Approximately three million German prisoners of war were captured by the Soviet Union during World War II, most of them during the great advances of the Red Army in the last year of the war. The POWs were employed as forced labor in the Soviet wartime economy and post-war reconstruction. By 1950 almost all surviving POWs had been released, with the last prisoner returning from the USSR in 1956.
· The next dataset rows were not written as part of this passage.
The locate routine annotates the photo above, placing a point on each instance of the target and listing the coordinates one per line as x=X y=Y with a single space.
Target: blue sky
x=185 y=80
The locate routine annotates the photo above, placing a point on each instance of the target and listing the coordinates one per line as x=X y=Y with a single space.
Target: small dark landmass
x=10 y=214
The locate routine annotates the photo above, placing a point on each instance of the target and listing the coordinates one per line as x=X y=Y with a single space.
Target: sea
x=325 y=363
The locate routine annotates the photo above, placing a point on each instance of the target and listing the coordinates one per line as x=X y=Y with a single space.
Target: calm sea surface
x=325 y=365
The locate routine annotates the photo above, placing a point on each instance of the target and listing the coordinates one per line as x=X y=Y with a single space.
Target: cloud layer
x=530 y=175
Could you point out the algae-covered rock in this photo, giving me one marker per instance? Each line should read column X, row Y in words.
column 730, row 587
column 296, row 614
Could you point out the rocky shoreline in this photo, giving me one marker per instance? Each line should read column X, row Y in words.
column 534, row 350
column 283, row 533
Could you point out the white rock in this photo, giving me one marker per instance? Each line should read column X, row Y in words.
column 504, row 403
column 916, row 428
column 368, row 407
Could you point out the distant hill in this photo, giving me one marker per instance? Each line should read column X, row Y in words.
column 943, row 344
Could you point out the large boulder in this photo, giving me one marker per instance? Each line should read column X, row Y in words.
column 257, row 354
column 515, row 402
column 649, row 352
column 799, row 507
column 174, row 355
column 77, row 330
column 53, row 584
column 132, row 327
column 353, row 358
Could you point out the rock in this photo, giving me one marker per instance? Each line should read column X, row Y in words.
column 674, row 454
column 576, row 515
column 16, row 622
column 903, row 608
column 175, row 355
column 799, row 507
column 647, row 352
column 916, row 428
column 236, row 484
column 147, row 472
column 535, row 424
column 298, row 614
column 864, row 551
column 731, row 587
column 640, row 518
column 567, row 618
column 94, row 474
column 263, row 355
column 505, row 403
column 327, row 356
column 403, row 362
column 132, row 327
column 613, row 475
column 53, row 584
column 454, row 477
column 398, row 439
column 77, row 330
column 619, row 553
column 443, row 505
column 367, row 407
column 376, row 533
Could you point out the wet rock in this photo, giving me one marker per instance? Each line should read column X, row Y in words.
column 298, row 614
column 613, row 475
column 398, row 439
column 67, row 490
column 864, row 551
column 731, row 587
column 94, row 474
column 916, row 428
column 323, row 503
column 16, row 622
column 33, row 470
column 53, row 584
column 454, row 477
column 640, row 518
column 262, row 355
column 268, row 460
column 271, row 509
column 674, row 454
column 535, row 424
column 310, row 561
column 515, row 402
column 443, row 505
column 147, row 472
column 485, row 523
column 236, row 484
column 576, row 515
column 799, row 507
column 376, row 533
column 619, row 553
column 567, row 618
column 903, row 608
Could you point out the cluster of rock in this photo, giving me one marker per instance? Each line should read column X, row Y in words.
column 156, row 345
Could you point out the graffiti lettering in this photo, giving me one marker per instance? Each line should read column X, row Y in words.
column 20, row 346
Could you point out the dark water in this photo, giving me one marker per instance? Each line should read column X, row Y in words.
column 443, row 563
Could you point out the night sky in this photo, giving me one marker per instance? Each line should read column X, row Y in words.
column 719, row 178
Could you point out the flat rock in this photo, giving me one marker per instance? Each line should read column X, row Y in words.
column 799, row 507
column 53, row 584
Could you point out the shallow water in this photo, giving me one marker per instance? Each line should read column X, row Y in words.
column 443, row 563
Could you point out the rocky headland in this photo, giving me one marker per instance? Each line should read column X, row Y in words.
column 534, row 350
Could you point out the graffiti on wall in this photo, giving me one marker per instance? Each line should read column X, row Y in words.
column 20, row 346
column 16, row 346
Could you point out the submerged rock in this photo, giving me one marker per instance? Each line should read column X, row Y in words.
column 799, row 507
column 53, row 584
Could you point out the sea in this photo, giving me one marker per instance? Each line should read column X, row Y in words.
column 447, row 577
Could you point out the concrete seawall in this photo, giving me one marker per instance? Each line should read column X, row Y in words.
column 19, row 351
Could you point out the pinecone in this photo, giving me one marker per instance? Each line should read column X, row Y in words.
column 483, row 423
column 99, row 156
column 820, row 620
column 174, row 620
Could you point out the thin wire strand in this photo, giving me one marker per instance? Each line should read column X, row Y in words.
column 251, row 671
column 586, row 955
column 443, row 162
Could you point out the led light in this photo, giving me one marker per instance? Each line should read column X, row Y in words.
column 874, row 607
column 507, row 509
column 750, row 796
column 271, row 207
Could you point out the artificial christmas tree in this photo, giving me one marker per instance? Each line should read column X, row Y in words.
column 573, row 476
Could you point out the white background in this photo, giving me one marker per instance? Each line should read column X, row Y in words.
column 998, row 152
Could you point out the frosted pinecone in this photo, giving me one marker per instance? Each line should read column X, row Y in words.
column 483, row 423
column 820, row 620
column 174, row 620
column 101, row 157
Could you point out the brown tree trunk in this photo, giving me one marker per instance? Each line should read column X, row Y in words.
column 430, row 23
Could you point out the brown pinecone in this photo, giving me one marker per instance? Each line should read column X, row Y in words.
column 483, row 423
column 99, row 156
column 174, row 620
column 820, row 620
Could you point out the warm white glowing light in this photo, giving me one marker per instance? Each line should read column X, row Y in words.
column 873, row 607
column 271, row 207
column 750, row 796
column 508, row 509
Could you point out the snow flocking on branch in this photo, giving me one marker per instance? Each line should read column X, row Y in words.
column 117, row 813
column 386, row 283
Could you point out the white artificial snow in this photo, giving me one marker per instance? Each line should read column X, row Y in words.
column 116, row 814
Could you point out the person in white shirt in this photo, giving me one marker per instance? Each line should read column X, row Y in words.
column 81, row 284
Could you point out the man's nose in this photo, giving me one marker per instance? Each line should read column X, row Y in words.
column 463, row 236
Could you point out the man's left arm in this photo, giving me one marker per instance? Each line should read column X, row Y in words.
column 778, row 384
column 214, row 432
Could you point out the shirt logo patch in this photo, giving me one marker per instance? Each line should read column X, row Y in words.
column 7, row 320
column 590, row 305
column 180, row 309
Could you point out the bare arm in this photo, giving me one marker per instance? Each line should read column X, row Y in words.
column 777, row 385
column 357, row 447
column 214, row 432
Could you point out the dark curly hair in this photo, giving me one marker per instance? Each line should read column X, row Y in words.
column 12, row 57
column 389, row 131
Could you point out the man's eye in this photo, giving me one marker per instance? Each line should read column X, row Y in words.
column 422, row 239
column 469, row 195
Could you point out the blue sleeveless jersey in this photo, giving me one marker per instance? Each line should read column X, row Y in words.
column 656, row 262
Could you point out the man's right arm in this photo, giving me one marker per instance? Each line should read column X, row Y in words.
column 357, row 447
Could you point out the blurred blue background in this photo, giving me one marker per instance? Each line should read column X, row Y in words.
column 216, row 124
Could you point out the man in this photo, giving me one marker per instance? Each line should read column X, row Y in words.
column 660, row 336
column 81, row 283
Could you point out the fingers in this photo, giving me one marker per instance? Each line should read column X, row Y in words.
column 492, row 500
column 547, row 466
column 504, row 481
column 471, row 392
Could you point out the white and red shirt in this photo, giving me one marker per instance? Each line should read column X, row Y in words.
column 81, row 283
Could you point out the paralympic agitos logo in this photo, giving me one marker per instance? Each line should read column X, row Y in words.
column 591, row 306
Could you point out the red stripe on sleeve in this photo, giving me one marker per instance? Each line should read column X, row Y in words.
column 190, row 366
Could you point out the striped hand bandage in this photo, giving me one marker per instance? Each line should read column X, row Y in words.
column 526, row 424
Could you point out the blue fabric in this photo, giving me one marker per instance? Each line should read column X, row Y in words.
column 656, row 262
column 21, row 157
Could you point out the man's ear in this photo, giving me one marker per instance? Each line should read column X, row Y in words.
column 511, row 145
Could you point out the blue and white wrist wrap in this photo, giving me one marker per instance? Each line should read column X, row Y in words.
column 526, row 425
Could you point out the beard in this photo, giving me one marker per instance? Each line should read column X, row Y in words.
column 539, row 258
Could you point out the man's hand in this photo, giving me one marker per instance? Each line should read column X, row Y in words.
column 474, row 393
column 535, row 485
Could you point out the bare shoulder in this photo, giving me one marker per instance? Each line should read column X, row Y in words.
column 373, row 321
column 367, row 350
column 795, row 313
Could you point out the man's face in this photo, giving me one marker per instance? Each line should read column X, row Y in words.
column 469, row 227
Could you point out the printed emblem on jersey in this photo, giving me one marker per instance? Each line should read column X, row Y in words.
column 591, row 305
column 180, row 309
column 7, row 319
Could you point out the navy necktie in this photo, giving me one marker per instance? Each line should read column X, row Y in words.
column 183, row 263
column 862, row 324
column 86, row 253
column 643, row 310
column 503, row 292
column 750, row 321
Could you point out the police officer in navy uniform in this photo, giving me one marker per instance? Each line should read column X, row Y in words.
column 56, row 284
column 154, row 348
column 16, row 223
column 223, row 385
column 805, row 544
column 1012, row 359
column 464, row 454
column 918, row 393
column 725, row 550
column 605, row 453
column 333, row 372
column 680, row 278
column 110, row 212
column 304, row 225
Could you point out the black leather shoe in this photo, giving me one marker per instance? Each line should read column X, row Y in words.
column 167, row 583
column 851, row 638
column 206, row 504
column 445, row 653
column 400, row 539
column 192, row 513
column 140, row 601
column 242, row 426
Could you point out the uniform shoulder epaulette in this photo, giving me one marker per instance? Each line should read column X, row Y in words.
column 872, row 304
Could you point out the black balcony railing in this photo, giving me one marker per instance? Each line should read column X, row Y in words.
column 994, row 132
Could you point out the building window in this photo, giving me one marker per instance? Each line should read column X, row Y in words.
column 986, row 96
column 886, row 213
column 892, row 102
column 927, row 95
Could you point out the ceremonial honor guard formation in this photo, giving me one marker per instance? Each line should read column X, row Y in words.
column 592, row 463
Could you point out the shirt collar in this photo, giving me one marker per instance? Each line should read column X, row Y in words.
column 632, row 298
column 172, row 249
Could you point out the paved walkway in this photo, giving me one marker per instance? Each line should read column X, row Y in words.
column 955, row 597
According to Soviet records 381,067 German Wehrmacht POWs died in NKVD camps (356,700 German nationals and 24,367 from other nations). However, estimates by most non-Soviet historians are much higher than the Soviet estimates. A commission set up by the West German government found that 3,060,000 German military personnel were taken prisoner by the USSR and that 1,094,250 died in captivity (549,360 from 1941 to April 1945; 542,911 from May 1945 to June 1950 and 1,979 from July 1950 to 1955). According to German historian Rüdiger Overmans ca. 3,000,000 POWs were taken by the USSR; he put the "maximum" number of German POW deaths in Soviet hands at 1.0 million. Based on his research, Overmans believes that the deaths of 363,000 POWs in Soviet captivity can be confirmed by the files of Deutsche Dienststelle (WASt), and additionally maintains that "It seems entirely plausible, while not provable, that 700,000 German military personnel listed as missing actually died in Soviet custody."